The internal debate raged for several minutes. On one side: basic human decency, respect for the dead, and the remnants of his moral code. On the other: the very real possibility of being murdered by his own village if he couldn't prove his worth without revealing his true abilities.

In the end, pragmatism won. It always did when the alternative was death.

"I'm sorry," he said to Tuhe's still form, and he meant it. "You were the enemy, but you deserved better than this. I'd give you a proper burial if I could, but apparently the universe has decided that my survival takes precedence over common decency."

He pulled out "Houshi's Obsession," the human skin mask that had fooled even Orochimaru's legendary senses. The plan was simple, if morally questionable: transform the corpse into his mysterious alter ego, then turn it into a puppet. It was like identity theft, but with more necromancy and significantly higher stakes.

As he watched Tuhe's features shift and change, becoming the face he'd worn during his deception, a grim smile tugged at his lips.

"Well, well," he murmured, noting that the system didn't count usage on corpses against his daily limit. "Looks like I found a system bug.

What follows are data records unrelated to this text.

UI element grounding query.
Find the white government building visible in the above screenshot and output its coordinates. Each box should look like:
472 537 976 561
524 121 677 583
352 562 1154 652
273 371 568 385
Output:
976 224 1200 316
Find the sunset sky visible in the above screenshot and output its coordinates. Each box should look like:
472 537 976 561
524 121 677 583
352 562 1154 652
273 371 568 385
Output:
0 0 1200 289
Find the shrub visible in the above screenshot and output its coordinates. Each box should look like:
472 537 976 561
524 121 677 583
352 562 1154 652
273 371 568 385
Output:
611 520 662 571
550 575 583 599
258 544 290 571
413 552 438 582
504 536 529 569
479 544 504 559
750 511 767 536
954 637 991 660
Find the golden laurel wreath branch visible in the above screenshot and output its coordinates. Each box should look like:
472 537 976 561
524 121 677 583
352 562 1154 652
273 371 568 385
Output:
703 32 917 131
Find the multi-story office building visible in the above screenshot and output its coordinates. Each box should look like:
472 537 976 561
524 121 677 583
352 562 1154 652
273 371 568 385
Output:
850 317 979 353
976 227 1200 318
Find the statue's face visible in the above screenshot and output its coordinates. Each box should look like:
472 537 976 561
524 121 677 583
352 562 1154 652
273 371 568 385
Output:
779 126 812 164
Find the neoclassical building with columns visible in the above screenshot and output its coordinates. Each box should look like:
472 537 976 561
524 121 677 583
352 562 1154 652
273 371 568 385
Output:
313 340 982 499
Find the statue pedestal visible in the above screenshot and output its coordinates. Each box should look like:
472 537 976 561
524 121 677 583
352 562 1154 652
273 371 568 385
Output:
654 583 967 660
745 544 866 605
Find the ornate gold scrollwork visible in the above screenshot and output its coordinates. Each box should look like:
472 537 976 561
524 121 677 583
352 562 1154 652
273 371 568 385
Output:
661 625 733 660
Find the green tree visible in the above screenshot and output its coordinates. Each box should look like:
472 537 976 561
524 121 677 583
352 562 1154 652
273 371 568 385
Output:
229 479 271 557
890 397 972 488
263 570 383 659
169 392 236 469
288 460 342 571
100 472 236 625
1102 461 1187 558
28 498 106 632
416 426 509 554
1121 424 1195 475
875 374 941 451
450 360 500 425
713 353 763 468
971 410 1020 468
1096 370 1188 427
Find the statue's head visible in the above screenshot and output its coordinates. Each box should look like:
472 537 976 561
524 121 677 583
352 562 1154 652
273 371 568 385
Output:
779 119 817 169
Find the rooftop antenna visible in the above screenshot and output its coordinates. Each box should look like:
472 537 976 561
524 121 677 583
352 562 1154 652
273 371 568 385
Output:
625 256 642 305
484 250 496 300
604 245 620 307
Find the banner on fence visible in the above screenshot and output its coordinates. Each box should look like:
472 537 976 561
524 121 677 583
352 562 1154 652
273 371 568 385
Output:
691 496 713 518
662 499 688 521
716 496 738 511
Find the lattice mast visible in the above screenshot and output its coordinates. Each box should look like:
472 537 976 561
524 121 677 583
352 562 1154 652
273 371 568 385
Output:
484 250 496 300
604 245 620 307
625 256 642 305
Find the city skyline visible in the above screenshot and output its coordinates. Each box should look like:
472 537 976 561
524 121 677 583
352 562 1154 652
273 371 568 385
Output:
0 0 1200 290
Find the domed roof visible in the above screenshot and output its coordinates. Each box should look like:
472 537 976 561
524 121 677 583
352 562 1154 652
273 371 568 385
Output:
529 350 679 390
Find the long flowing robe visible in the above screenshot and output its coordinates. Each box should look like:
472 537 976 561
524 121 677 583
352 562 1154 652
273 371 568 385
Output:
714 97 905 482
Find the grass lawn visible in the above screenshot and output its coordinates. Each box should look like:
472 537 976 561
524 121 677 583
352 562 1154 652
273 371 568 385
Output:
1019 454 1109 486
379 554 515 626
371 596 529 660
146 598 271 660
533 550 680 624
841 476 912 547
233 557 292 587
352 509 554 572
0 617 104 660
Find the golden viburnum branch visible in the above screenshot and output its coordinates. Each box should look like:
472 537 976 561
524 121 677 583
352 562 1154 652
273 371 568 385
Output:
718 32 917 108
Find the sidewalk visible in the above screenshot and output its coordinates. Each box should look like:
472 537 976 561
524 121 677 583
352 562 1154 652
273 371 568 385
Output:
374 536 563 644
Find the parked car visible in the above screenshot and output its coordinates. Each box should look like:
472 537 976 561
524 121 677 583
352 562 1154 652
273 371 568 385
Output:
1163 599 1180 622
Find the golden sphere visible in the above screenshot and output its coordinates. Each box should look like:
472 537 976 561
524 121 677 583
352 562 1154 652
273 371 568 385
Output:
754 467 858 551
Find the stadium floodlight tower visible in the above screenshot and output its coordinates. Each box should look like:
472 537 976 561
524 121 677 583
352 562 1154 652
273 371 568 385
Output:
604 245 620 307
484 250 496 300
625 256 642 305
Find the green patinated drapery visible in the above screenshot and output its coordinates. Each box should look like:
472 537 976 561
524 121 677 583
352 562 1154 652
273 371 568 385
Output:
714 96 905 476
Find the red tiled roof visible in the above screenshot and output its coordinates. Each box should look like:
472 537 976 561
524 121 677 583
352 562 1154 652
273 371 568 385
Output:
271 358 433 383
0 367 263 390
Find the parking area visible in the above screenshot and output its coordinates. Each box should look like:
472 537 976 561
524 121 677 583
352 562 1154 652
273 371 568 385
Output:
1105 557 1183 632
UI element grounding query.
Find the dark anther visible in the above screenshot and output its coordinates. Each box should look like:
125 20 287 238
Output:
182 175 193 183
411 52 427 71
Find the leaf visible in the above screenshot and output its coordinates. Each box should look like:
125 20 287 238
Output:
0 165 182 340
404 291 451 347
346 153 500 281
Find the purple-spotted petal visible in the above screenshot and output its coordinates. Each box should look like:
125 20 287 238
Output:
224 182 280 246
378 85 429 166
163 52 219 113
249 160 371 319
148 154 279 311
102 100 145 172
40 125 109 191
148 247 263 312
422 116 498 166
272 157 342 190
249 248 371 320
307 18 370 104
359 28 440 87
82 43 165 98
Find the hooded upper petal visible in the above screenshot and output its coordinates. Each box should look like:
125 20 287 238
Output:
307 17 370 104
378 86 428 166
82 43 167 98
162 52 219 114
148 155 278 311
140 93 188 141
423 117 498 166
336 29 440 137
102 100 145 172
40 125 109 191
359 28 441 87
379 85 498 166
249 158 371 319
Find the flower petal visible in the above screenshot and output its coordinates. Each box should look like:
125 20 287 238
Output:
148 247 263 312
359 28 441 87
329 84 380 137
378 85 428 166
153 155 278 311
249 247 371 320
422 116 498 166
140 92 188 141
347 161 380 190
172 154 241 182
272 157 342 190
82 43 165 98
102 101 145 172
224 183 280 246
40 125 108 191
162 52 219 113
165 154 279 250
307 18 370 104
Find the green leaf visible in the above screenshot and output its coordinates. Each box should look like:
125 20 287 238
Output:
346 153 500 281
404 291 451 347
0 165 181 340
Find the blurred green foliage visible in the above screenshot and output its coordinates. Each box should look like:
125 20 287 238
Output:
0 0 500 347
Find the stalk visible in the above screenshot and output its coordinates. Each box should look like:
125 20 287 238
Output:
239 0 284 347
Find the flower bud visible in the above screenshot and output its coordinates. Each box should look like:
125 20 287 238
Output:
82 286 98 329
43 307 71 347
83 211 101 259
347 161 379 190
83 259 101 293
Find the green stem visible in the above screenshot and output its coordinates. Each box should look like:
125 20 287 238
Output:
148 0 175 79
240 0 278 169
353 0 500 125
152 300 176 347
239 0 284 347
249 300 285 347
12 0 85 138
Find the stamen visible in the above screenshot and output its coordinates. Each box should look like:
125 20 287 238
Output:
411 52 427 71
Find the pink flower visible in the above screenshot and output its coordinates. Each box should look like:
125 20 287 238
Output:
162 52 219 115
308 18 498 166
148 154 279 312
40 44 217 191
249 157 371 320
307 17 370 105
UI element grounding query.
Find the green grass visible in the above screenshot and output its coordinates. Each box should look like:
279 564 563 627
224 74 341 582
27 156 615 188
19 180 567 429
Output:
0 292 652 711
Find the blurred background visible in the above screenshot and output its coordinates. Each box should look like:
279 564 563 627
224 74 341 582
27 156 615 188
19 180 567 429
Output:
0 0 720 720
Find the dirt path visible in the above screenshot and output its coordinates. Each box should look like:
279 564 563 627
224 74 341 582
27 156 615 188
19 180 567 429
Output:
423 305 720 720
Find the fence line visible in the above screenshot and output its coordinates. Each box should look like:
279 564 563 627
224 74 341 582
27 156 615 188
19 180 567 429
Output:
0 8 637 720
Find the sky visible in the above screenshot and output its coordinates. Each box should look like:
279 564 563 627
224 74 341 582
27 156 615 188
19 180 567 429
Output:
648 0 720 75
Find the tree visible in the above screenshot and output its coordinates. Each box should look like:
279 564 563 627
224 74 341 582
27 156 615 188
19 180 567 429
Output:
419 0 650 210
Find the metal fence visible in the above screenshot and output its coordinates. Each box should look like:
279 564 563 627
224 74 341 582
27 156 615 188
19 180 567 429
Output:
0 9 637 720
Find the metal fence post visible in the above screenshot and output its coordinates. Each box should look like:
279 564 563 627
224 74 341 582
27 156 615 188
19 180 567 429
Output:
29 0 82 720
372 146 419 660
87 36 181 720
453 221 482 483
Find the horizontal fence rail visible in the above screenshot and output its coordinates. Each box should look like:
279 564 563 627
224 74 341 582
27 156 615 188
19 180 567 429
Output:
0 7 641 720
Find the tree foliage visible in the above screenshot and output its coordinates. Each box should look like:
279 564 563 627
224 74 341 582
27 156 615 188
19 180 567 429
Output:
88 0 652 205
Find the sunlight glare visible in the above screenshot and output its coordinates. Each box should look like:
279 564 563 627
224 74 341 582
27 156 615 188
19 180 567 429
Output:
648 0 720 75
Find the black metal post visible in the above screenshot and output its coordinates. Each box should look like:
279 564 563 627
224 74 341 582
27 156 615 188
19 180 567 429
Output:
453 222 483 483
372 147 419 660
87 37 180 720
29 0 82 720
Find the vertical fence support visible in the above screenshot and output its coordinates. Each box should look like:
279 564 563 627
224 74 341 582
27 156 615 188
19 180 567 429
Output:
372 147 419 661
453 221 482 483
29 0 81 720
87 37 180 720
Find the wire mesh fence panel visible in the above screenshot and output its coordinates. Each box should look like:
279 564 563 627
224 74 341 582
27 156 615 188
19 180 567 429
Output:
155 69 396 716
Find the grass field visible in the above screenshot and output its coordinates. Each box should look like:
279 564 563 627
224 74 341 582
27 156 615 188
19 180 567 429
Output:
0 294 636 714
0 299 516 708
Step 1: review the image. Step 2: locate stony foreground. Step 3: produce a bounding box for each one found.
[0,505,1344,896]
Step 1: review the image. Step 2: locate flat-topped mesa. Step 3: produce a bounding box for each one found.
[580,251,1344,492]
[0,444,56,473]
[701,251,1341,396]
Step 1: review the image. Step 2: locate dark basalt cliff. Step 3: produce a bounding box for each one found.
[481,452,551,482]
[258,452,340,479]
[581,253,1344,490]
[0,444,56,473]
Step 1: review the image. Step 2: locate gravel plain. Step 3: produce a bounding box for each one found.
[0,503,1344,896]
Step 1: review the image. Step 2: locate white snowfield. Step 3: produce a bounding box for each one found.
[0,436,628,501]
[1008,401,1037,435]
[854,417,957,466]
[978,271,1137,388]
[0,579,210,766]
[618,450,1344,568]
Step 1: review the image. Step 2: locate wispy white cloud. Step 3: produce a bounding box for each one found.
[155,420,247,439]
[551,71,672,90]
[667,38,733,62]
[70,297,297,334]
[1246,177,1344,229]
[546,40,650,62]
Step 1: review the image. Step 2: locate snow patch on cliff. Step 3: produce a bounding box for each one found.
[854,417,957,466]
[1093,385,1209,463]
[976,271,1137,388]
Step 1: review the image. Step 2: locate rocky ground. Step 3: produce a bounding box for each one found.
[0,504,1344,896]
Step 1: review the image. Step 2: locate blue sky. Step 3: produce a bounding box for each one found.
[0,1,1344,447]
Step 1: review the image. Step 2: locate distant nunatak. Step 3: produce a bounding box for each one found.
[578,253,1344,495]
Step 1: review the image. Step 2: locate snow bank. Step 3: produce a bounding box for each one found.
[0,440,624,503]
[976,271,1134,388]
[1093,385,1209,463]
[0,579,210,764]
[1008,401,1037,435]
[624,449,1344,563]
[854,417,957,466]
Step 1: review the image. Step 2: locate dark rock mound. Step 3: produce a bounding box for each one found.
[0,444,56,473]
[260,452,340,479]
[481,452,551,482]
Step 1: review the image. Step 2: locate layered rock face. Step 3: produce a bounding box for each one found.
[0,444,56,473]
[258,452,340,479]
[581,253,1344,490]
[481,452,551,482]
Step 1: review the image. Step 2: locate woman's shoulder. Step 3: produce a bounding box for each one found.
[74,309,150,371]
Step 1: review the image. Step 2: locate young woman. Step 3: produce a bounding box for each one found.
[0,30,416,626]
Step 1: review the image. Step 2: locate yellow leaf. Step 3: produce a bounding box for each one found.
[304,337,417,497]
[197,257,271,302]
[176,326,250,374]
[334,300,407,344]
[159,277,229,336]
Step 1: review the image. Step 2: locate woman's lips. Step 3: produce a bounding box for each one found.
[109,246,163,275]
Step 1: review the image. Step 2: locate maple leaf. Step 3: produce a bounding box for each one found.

About time something went my way."

The red corpse indicator glowed before him, taunting him with its 15% success rate.

[Red corpse detected. Success rate: 15%. Would you like to loot the corpse? (Current usage: 3/3, Daily total: 6/9)]

He reached out, fingers hovering over the corpse, and couldn't help but appreciate the cosmic irony. Here he was, a man who'd spent his entire second life trying to avoid the spotlight, about to grave-rob his way to survival using a glitched game system.

"If you can't beat life," he muttered, channeling his past-life wisdom, "then you might as well exploit its bugs."